4. The method for detecting the confrontation sample based on the model weight variation and the confidence degree distance according to claim 1, wherein the process of performing the model weight variation on each neural network model modification model weight trained in the step 2) to obtain the variation model comprises:

modifying the neural network model parameter to theta + delta and modifying the loss function to theta + delta

Specifically, for a neural network model trained in the step 2), a clean training set is given

The loss function of the neural network model is changed to:

wherein the neural network model parameter θ satisfies

Defining the weight change quantity delta of the model as:

δ＝-H ^-1 g+η

wherein H is a neural network model in a clean data set

The Hessian matrix of the upper loss function, i.e.

g being the first derivative of the loss function, i.e.

Eta to N (0, 1) are random values that satisfy a standard normal distribution.

Carrying out model weight variation on each neural network model modification model weight trained in the step 2): taking a neural network model trained in the step 2) as a seed model M _s To it proceed withn times of model weight variation operation to obtain n variation models M _m ＝{M ₁ ，M ₂ ，...，M _n }。

5. The method as claimed in claim 4, wherein the change δ of the model weight is further satisfied by:

wherein | · | purple sweet ₂ Which represents the two-norm of the vector,

represents the amount of change of the loss function, and o (1) represents that the higher order is infinitesimal.

6. The method for detecting the confrontation sample based on the model weight variation and the confidence distance according to claim 1, wherein the binary classifier constructed in the step 5) is a three-layer full-connection layer network, the activation functions of the first two layers are ReLU, and the activation function of the last layer is softmax.

7. The method for detecting the confrontation sample based on the model weight variation and the confidence coefficient distance as claimed in claim 1, wherein the process of splicing the confrontation sample confidence coefficient distance matrix and the benign sample confidence coefficient distance matrix in the step 5) as the binary data set comprises:

and marking the class label of the benign sample confidence coefficient distance matrix as 0, marking the class label of the countermeasure sample confidence coefficient distance matrix as 1, and splicing the countermeasure sample confidence coefficient distance matrix and the benign sample confidence coefficient distance matrix to construct a binary data set.

8. The method for detecting the confrontation sample based on the model weight variation and the confidence distance as claimed in claim 1, wherein the process of optimizing the binary classifier in the step 5) comprises:

inputting the confidence distance matrix into a trained binary classifier for testing, and if the classification precision does not reach the preset precision, modifying the training round or increasing the structure of a full connection layer in the binary classifier, and retraining the binary classifier;

and inputting the decision score of the benign sample into the binary classifier, and if the classification precision does not reach the preset precision, increasing the number of the benign samples in the training set and retraining the binary classifier.

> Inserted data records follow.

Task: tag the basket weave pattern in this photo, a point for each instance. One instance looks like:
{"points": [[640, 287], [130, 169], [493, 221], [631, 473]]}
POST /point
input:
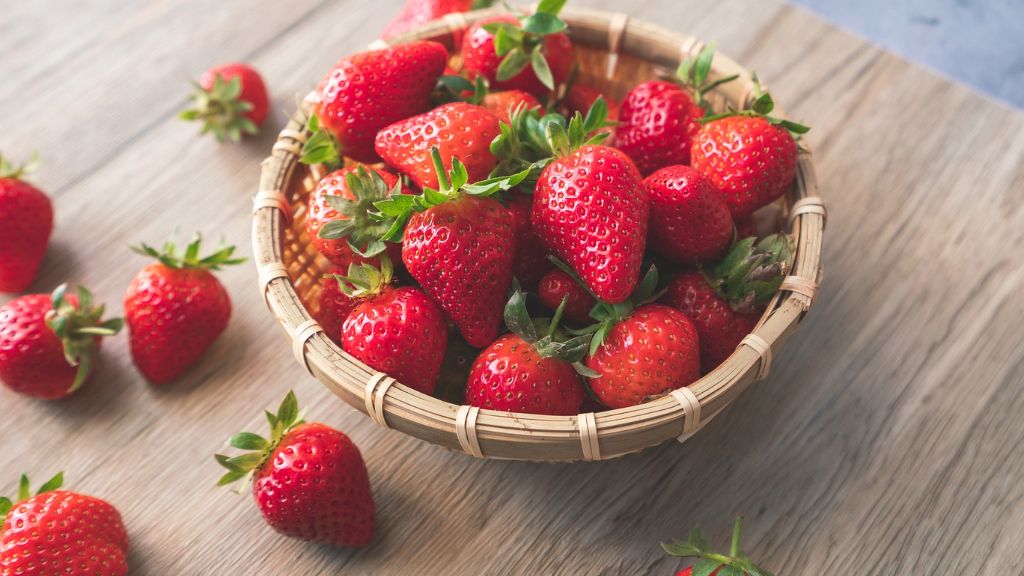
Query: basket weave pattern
{"points": [[614, 53]]}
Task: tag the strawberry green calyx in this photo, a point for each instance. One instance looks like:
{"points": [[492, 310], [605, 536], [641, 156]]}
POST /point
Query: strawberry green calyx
{"points": [[361, 231], [398, 208], [520, 47], [14, 171], [694, 72], [259, 448], [221, 110], [733, 564], [168, 255], [78, 325], [752, 271], [24, 493]]}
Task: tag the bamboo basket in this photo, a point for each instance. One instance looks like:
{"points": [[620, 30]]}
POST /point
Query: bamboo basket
{"points": [[614, 53]]}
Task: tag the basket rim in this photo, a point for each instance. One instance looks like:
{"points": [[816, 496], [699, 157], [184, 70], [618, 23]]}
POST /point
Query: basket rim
{"points": [[491, 434]]}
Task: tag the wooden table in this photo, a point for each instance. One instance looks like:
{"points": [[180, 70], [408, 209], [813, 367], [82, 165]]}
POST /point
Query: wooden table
{"points": [[887, 440]]}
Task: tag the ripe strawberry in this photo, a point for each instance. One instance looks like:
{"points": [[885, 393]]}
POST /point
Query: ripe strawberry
{"points": [[176, 309], [26, 223], [558, 285], [531, 53], [309, 481], [59, 532], [530, 261], [229, 100], [749, 156], [726, 303], [396, 330], [457, 129], [640, 351], [368, 91], [48, 343], [338, 220], [710, 563], [458, 245], [689, 221], [417, 12], [529, 370], [590, 208]]}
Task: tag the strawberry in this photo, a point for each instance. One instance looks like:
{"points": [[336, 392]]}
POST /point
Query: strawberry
{"points": [[530, 260], [458, 244], [689, 220], [457, 129], [590, 209], [308, 480], [396, 330], [556, 286], [710, 563], [640, 351], [176, 309], [726, 302], [338, 219], [530, 369], [368, 91], [60, 532], [229, 100], [530, 53], [48, 343], [749, 156], [26, 223]]}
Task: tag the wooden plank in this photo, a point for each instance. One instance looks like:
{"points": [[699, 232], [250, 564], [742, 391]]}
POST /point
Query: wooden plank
{"points": [[885, 442]]}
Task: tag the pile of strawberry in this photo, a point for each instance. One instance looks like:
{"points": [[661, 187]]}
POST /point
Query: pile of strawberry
{"points": [[492, 200]]}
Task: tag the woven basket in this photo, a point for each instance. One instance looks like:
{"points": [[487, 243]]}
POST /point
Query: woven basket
{"points": [[614, 53]]}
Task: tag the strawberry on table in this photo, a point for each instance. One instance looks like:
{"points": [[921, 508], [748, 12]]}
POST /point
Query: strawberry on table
{"points": [[308, 480], [530, 53], [689, 220], [530, 369], [456, 129], [725, 302], [338, 215], [394, 329], [26, 223], [49, 342], [365, 92], [176, 309], [229, 100], [56, 532]]}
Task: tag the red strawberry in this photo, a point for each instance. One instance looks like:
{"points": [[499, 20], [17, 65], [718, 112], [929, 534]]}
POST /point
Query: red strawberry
{"points": [[338, 219], [309, 481], [176, 309], [529, 370], [230, 100], [640, 351], [557, 285], [459, 246], [418, 12], [458, 129], [590, 208], [531, 54], [59, 532], [726, 303], [368, 91], [48, 343], [530, 260], [689, 221], [26, 223], [710, 563], [503, 103], [396, 330]]}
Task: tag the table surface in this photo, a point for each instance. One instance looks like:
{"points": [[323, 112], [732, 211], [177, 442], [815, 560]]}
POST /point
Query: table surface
{"points": [[887, 439]]}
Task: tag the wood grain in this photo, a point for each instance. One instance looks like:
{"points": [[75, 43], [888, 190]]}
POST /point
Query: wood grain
{"points": [[887, 440]]}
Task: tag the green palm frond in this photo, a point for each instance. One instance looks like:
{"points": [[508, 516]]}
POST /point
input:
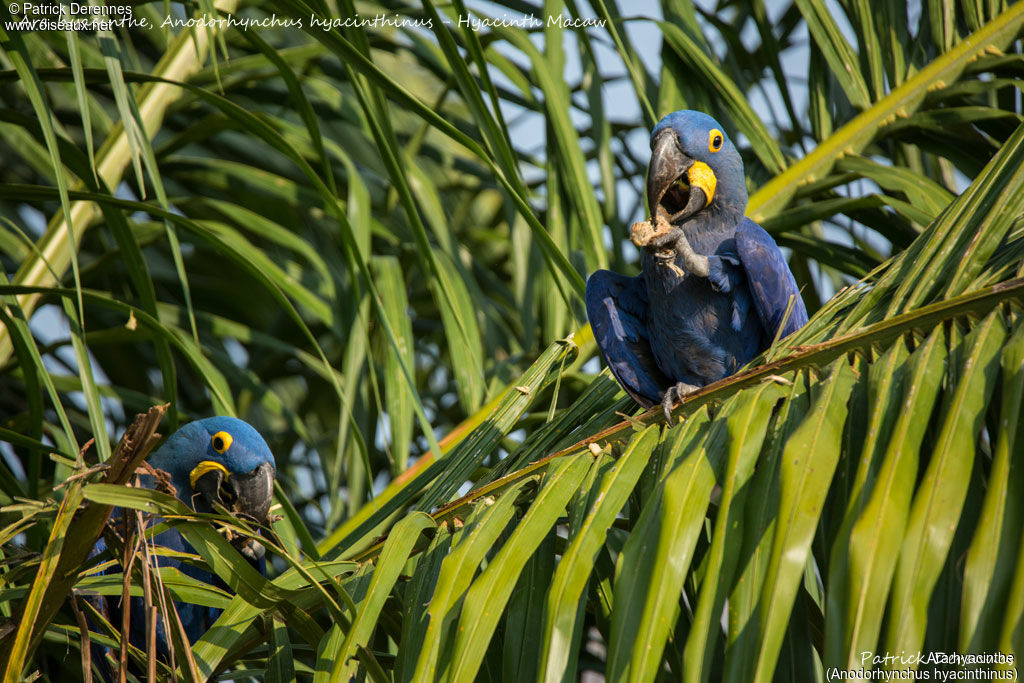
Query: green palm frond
{"points": [[371, 242]]}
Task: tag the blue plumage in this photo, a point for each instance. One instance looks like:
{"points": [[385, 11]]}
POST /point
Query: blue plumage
{"points": [[216, 460], [714, 287]]}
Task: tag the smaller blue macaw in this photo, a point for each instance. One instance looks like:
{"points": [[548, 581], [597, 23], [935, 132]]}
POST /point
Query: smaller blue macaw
{"points": [[218, 460], [714, 288]]}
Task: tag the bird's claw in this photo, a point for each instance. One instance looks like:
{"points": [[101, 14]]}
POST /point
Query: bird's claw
{"points": [[666, 240], [717, 271], [672, 394]]}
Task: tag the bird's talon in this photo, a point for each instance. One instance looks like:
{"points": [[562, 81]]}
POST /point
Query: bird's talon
{"points": [[672, 394]]}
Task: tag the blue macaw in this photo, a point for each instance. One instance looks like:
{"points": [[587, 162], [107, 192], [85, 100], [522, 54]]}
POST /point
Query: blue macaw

9. A device for detecting challenge samples based on model weight variation and confidence distance, comprising one or more processors for implementing the method for detecting challenge samples based on model weight variation and confidence distance according to any one of claims 1 to 8.

10. A computer-readable storage medium having stored thereon a program, which when executed by a processor, is configured to implement the method for detecting a challenge sample based on model weight variation and confidence distance according to any one of claims 1 to 8.